Density = \(\frac{\text { Mass }(\mathrm{kg})}{\text { Volume }\left(\mathrm{m}^{3}\right)}\)

Mass = 57.642 g = 57.642 x 10^{-3} kg

Volume = 49.0 cm^{3} = 49.0 x (10^{-3})^{3} = 49.0 x 10^{-6} m^{3}

∴ Density = \(\frac{57.642 \times 10^{-3}}{49.0 \times 10^{-6}}\) = 1.176 x 10^{3} kg/m^{3}

Question 2.

Convert the following temperatures into degree Fahrenheit,

(i) 25°C, physiological (human body) temperature.

(ii) 35°C, the room temperature.

Answer:

(i) Given

C = 25 °C

°F = \(\frac{9}{5}\) °C + 32 = \(\frac{9}{5}\) x 25 + 32 = 45 + 32 = 77°F

(ii) Given, C = 35 °C

°F = \(\frac{9}{5}\) °C + 32 = \(\frac{9}{5}\) x 35 + 32 = 63 + 32 = 95°F

Question 3.

What is the mass (in grams) of a copper block whose dimensions are 5.0 inch x 6.0 inch and whose density is 8.96 g/cm^{3}? Given that 1 inch = 2.54 cm

Answer:

Here, unit conversion factors are 1 = \(\frac{2.54 \mathrm{~cm}}{1 \text { inch }}=\frac{1 \text { inch }}{2.54 \mathrm{~cm}}\)

Hence, required mass (in g) = 5.0 inch x 6.0 inch x 4.0 inch

\(\) = 1.76 x 10^{4} g.

Question 4.

If 6.3 g of NaHCO_{3} are added to 15.0 g of CH_{3}COOH solution, the residue is found to weigh 18.0 g.
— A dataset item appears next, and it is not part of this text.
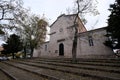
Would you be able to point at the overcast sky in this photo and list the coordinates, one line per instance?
(53, 8)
What is the mass of CO_{2} released in the reaction?

Answer:

Sum of the masses of reactants = 6.3 + 15 = 21.3 g

Sum of the masses of products = x + 18

21.3 = x +18; x = 21.3 – 18 = 3.3 g

Thus, the mass of the C02 released is 3.3 g.

Question 5.

Why is the law of Gay Lussac’s not obeyed if any reactant or product is not a gas?

Answer:

If any reactant or product is a liquid or solid, the volume occupied by them is extremely small as compared to the gas and hence, the law is not obeyed.

Question 6.

Calculate the normality of solution containing 62.3 g of hydrated copper sulphate (CuSO_{4} . 5H_{2}O) in 500 mL of solution.

Answer:

Mass of solute = 62.3 g

Equivalent mass of oxalic acid = \(\frac{249.5}{2}\) = 124.75 g

Gram equivalents of oxalic acid = \(\frac{62.3}{124.75}\) = 0.5

Volume of solution = 500 mL

Normality = \(\frac{0.5}{500}\) x 1000 = 1N

Question 7.

What is the difference between molality and molarity?

Answer:

Molality : It is defined as the number of moles of solute dissolved in 1 kg of solvent. It is independent of temperature. ,

Molarity : It is defined as the number of moles of solute dissolved in 1 L of solution. It depends upon temperature because, volume of solution °c temperature.

Question 8.

How is the term material different from matter?

Answer:

Anything which has mass and occupies space is called matter. However, material corresponds to the matter which has specific use.

Question 9.

Why are the atomic masses of most of the elements fractional?

Answer:

It is because most of the elements occur in nature as a mixture of isotopes and their atomic masses are the average relative atomic masses of the isotopes depending on their abundance.

Question 10.

Volume of a solution changes with change in temperature, then, will the molality of the solution be affected by temperature? Give reason for your answer.

Answer:

No, molality of solution does not change with temperature since mass remains unaffected with temperature.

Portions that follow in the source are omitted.